There are two significant impacts here: first, the inefficiency is a tax on the people who can least afford it. Second, the side effects of poor products are dangerous. Kerosene kills, and so does dirty water.
Part 2: The bottom is an opportunity (for both buyer or seller).
If a business can offer a better product, one that’s more efficient, provides better information, increases productivity, is safer, cleaner, faster or otherwise improved, it has the ability to change the world.
Change the world? Sure. Because capitalism and markets scale. If you can make money selling someone a safer item, you’ll make more. And more. Until you’ve sold all you can. At the same time, you’ve enriched the purchaser, who bought something of her own free will because it made things better.
Not only that, but engaging in the marketplace empowers the purchaser. If you’ve got a wagon full of rice as food aid, you can just dump it in the town square and drive away. You have all the power. But if you have
to sell something in order to succeed, it moves the power from the seller to buyer. Quality and service and engagement have to continually improve or the buyer moves on.
The cell phone, for example, has revolutionized the life of billions in the developing world. If you have a cell phone, you can determine the best price for the wheat you want to sell. You can find out if the part for your tractor has come in without spending two days to walk to town to find out. And you can be alerted to weather… etc. Productivity booms. There’s no way the cell phone could have taken off as quickly or efficently as a form of aid, but once someone started engaging with this market, the volume was so huge it just scaled. And the market now competes to be ever more efficient.

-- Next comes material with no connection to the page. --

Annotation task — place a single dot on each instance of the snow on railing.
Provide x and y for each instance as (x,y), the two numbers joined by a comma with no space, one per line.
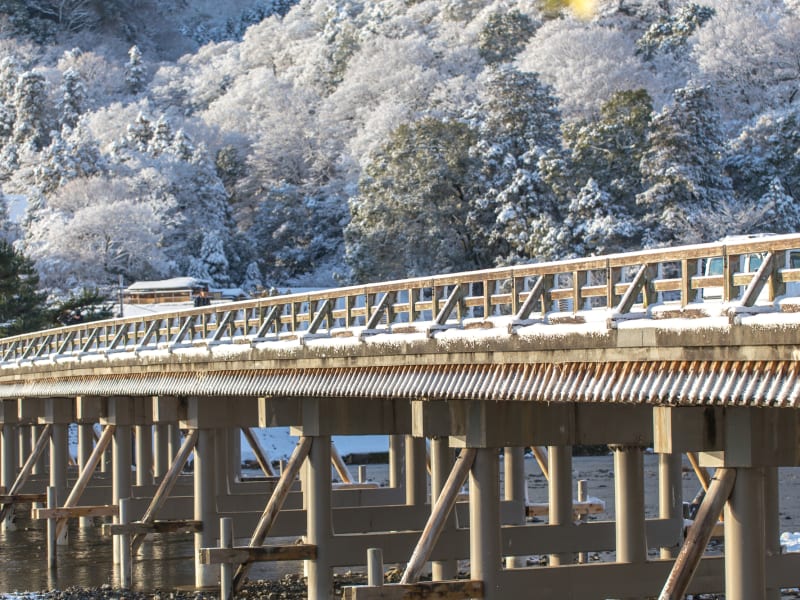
(623,285)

Part 3: It’s not as easy as it looks
And here’s the kicker: If you’re a tenth-generation subsistence farmer, your point of view is different from someone working in an R & D lab in Palo Alto. The Moral Economy of the Peasant makes this argument quite clearly. Imagine standing in water up to your chin. The only thing you’re prepared to focus on is whether or not the water is going to rise four more inches. Your penchant for risk is close to zero. One mistake and the game is over.
As a result, it’s extremely difficult to sell innovation to this consumer. The line around the block to get into the Apple store is just an insane concept in this community. A promise from a marketer is meaningless, because the marketer isn’t part of the town, the marketer will move away, the marketer is, of course, a liar.